Netzintegration: Fahrzeuge sorgen auch für ein stabiles Stromnetz
Die ganz oder teilweise mit Strom betriebenen Fahrzeuge können sparsame und umweltschonende Alternativen zu diesel- oder benzinbetriebenen Autos werden. Akuten Problemen wie Klimawandel und knappen Ressourcen können sie aber nur dann entgegensteuern, wenn sie vorwiegend mit regenerativ erzeugtem Strom fahren. Dessen Anteil muss in den kommenden Jahren erheblich gesteigert werden. Mehr Sonnen- und Windenergie führen allerdings dazu, dass das Energieangebot stärker schwankt. Auch hier haben Energiespeicher eine Schlüsselrolle. Nicht nur große fest installierte Speicher halten das Stromnetz stabil. Auch die Batterien in Elektroautos können einen Beitrag leisten: Bei starker Sonnenstrahlung oder kräftigem Wind speichern sie die überschüssige Energie und speisen bei Flaute oder bewölktem Himmel einen gewissen Teil wieder ins Netz ein. Denn selbst zu Stoßzeiten stehen etwa 95 Prozent aller Fahrzeuge auf Parkplätzen.

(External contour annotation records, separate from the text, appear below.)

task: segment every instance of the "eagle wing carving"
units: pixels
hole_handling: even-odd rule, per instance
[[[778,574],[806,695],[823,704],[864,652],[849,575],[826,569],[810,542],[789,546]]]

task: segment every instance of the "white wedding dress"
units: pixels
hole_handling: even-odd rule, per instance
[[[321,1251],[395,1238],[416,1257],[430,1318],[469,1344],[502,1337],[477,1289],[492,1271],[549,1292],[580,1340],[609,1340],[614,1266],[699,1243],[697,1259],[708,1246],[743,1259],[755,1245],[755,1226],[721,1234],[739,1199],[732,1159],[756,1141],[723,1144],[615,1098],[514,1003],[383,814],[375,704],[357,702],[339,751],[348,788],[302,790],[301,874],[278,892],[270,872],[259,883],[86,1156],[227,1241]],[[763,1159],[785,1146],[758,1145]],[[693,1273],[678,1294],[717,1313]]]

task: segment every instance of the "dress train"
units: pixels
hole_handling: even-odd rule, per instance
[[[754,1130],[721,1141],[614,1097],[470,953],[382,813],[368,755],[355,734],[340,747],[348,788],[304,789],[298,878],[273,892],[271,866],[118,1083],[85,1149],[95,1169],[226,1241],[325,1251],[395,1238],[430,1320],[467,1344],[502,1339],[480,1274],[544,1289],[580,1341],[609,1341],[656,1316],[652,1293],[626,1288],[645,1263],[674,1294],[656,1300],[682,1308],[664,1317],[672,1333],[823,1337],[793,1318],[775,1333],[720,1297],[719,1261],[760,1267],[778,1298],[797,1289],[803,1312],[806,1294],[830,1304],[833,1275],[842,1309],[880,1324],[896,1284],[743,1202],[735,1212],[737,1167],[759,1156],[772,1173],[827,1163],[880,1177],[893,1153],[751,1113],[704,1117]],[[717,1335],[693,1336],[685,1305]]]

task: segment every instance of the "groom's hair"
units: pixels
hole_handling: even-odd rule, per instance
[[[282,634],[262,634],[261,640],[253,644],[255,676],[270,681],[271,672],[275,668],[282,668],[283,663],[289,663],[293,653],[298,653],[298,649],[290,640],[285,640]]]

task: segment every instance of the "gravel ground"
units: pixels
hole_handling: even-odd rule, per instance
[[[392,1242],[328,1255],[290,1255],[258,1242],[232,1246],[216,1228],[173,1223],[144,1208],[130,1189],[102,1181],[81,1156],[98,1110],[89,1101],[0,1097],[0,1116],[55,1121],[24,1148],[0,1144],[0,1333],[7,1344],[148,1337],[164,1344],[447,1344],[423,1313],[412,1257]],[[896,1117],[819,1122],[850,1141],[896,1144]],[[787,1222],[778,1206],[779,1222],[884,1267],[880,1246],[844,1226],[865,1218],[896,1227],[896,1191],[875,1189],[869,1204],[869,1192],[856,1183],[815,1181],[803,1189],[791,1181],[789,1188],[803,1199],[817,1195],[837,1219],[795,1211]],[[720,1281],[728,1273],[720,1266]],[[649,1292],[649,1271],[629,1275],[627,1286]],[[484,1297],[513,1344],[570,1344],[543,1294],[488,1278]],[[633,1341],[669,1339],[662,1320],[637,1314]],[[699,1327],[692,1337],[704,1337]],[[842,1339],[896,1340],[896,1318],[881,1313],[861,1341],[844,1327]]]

Die Dimensionen sind beträchtlich: Wären zehn Prozent aller in Deutschland zugelassenen Autos Hybridfahrzeuge, die eine Energiemenge von einer Kilowattstunde speichern könnten, beliefe sich die gesamte Energiemenge auf 4,6 Gigawattstunden. Geht man vom Maximalszenario aus und nimmt an, dass alle Fahrzeuge Elektrofahrzeuge sind, deren Speicher 15 Kilowattstunden fassen könnten, läge die in den Autos gespeicherte Energiemenge bei 690 Gigawattstunden – man könnte in diesem Fall das gesamte deutsche Stromnetz zehn Stunden lang nur aus diesen Fahrzeugen speisen.
Elektro- und Hybridantriebe haben weitere Vorteile: Sie helfen Kraftstoff zu sparen. Hybridantriebe kommen im Stadtverkehr mit bis zu 50 Prozent weniger Sprit aus. Im stehenden und Stop-and-go Verkehr produziert das Fahrzeug weder Schadstoffe noch Lärm.